Focus on two major themes when assessing risk tolerance:
- Affordability (i.e. ability to withstand losses)
Affordability considerations: Consider the ability of an investor to withstand losses without damaging an investor’s ability to satisfy his or her needs and achieve his or her goals
Generally, the older the client, the more conservative. But that’s not always so. The stereotype comes from the idea that older people are more likely to have immediate need for funds and be unable to tolerate even temporary losses (i.e., it would be no comfort to know the market will recover in five years if one may need to draw funds later this year). So regardless of age, hone in on potential near-term need for funds:
- Are Income/Withdrawals needed to fund basic living expenses for the investor and dependents?
- Are there any especially large expenditures on the horizon?
College? House? New car? Major vacation? Major health-related item?
- Are Income/Withdrawals needed to fund basic living expenses and/or large expenditures for others?
Young people supporting elderly family relative may have to be more conservative than young people who are not supporting others outside the household
- How secure is one’s regular income?
A young person with an insecure job should be conservative.
- Allocation of funds
It can never be assumed that a particular portfolio represents all or a portion of an investor’s total wealth. The smaller the portion and/or the more secure the remainder, the more risk that can be taken with the portfolio under question (which, if a small enough portion of the total, might even be described by the investor as “fun money”). On the other hand, the more substantial the portion, the more conservative one may need to be.
Temperament: Since investing addresses the unknowable future, consideration needs to stretch beyond mere numbers. Temperament matters too.
While an investor should never be encouraged to assume more risk than is affordable, (regardless of how adventurous one’s personality), it can be prudent to tolerate more conservatism than may be warranted based on numerical analysis alone. Investors have the right to try as best they can to maximize their personal levels of comfort.
Temperament can be assessed through questions such as these:
- Are you a worrier?
- Do you look at the news every day and think to yourself “Oh my, this looks bad, what will we do? We’re doomed!” and find your pulse quickening?
- Are you adventurous?
- Would you rather ski or surf than watch others doing it on TV?
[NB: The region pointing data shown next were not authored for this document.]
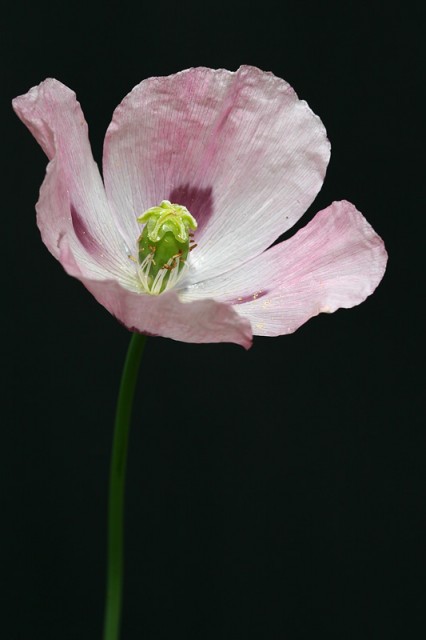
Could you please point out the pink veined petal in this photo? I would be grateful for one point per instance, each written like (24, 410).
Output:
(235, 148)
(166, 315)
(336, 261)
(72, 199)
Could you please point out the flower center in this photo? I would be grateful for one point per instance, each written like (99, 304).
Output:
(164, 245)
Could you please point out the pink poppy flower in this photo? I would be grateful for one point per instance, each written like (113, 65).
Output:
(216, 161)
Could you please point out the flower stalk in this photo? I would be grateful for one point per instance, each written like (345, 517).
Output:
(115, 555)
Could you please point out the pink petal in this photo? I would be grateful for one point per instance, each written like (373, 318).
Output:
(72, 198)
(238, 149)
(166, 315)
(336, 261)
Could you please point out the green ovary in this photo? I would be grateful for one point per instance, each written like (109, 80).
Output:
(164, 245)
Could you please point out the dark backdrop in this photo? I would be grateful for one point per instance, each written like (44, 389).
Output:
(276, 493)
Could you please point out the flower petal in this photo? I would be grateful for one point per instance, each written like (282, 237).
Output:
(238, 149)
(336, 261)
(166, 315)
(72, 199)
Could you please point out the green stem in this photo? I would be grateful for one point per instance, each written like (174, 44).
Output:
(116, 487)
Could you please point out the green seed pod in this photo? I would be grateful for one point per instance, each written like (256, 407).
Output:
(164, 245)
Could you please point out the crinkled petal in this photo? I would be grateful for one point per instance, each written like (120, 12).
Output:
(166, 315)
(72, 199)
(336, 261)
(238, 149)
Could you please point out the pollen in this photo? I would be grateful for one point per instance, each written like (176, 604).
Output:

- Do you look at news reports of disasters and think “That’s terrible, but we’re resilient and will overcome.”
- What is your gut-level reaction to significant market declines (the sort to which the media give extra attention)?
- If the first impression is to think about selling, this suggests a conservative temperament.
- If the first impression is to wonder what buying opportunities may be out there, this suggests an aggressive temperament.
- What is your gut-level reaction to significant market rally (again, the sort to which the media give extra attention)?
- If the first impression is to think about profit taking, this suggests a conservative temperament.
- If the first impression is to consider investing more, this suggests an aggressive temperament.
NOTE Re: Temperament assessments/interviews/questionnaires in general
It’s always challenging to answer questions like these in hypothetical settings. If one is to err, it’s better to err on the conservative side.
- One can always change a risk tolerance choice later on if it turns out the initial choice was not the best one. The goal, at the outset, is to maximize flexibility in this regard.
- If one is too conservative on day one and later decides more risk can be assumed, the worst that will have happened is that the investor will have forfeited some opportunity for excess gains. But at least as much of the principle as possible (given the interplay of the market and the low-risk choices that were made) will still be available to the investor.
- If the initial choice was too aggressive, the investor runs the risk of having sustained possibly significant losses before being able to readjust.
If one is completely undecided, choose Risk-3 (Balanced), examine the allocations, and then experimenting by altering the risk-tolerance settings and noticing the changes in the allocations.
The ultimate fail-safe approach: CREATE AND MONITOR PAPER PORTFOLIOS and commit real funds only after truly understanding the impact of risk-tolerance choices through actual experience and observation.